He cast Asherson as a Cockney billetee in the Northern comedy A Cure for Love in 1945, in which he played an 8th Army sergeant who goes through some “puzzling amatory experiences” upon his return from the Middle East. It was a hoot and a hit, though the film version four years later was hampered by his ill-health (he suffered from chronic asthma), and flopped.

In 1946 Asherson played Juliet at the St James’s Theatre, where critics were struck by her charm and her feel for the verse. Others were praised, “but it is Renée Asherson’s evening”. Olivier wanted her to join him at the Old Vic but she chose to form a partnership with Donat. “Though pretty, she has strong reserves of emotional fire,” said one critic of her performance as Beatrice to Donat’s Benedick in Much Ado About Nothing at the Aldwych the following year.
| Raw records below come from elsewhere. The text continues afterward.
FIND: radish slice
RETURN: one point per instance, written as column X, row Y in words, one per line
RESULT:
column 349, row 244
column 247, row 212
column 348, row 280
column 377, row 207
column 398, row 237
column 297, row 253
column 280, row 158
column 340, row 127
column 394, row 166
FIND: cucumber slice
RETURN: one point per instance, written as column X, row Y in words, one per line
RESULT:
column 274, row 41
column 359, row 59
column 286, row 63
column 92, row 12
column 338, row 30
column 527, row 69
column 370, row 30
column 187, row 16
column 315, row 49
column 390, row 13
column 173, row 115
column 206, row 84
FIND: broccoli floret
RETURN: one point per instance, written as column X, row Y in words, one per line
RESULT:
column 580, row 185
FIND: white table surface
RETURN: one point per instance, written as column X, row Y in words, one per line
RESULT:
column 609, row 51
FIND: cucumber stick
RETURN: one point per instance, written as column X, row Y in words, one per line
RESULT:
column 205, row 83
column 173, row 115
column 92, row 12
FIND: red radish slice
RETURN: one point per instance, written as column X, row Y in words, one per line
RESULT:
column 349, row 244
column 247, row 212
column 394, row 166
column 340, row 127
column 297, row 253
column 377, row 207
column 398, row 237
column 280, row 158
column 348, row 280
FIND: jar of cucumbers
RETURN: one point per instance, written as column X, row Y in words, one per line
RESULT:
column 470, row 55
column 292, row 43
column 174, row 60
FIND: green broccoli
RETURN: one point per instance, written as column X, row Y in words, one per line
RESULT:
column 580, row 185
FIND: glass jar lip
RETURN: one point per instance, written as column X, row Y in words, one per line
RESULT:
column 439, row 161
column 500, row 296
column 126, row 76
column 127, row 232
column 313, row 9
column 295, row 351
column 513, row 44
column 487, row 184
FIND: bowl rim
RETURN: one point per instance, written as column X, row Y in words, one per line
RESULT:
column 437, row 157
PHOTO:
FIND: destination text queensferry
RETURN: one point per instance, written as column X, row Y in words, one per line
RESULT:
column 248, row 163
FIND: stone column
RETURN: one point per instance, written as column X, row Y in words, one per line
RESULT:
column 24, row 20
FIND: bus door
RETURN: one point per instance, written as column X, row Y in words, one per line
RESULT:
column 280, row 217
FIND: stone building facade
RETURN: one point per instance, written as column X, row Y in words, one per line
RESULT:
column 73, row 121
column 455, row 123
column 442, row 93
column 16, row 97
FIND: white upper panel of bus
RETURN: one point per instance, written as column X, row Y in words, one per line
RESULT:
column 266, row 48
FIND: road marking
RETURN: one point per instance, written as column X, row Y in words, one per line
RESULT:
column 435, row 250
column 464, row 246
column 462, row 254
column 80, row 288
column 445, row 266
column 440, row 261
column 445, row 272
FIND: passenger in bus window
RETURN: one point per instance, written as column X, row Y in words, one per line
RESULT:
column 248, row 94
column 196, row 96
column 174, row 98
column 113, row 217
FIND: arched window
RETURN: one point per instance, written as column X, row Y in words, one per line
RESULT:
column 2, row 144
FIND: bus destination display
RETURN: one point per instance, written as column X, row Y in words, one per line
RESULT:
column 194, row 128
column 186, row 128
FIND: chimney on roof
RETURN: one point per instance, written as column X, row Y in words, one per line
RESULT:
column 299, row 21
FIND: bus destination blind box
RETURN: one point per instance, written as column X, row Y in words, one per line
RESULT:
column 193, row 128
In 1949 she held her own as Stella to Vivien Leigh’s Blanche in Olivier’s production of A Streetcar Named Desire, its London premiere, and in 1951 starred alongside Celia Johnson and Margaret Leighton in The Three Sisters, both again at the Aldwych.

She married Donat in 1953, the newspapers calling her “devoted, tactful and understanding: she gave up her own career to be his nurse-companion”. But his illness taxed the marriage to breaking point, and although there was hope of a reconciliation in 1958, Donat died before it could happen. He left her nothing in his will, and Asherson threw herself into her work, which was now, as she admitted, for money and no longer simply for love. She never remarried, and had no children, but was the aunt of the former Independent writer, Neal Ascherson.

Her time with Donat had been something of a blind alley compared to the opportunities Olivier had offered her, and although she worked like a dog for the next half-century, she never became the star she had seemed destined to be. Her work was pleasingly diverse: she had a nice line in thrillers such as Agatha Christie’s Unexpected Guest (Duchess, 1969), and flexed her comedic muscles in The Country Wife at Chichester in 1969, prompting a critic to gush, “who will readily forget her dainty, fastidious virtue as Alithea, shining with bewitching fragility in this roistering, raffish scene?”

The same year at Chichester she starred with Alastair Sim in Pinero’s The Magistrate, and in 1970 appeared with Peggy Mount in a revival of Priestley’s When We Are Married at the Yvonne Arnaud, Guildford, where, if her accent was occasionally a little slippery, she compensated for it with “her touching pathos in her scene of remembrance of dreams long past”.

Among a plethora of film and television roles, two deserve special mention: Muriel Spark’s Memento Mori (1992), and best of all, a wonderfully funny, romantic and lusty 1993 dramatisation of Mary Wesley’s Harnessing Peacocks, in which she played a country widow still bewitched by memories of life as a Twenties flapper and of her long-lost only love, played by John Mills. Merrily twinkling with naughtiness, she joyfully evoked Eleanor Roosevelt’s charming epigram: “Beautiful young people are accidents of nature, but beautiful old people are works of art”.

Dorothy Renée Ascherson (Renée Asherson), actress: born Kensington, London 19 May 1915; married 1953 Robert Donat (died 1958); died Primrose Hill, London 30 October 2014.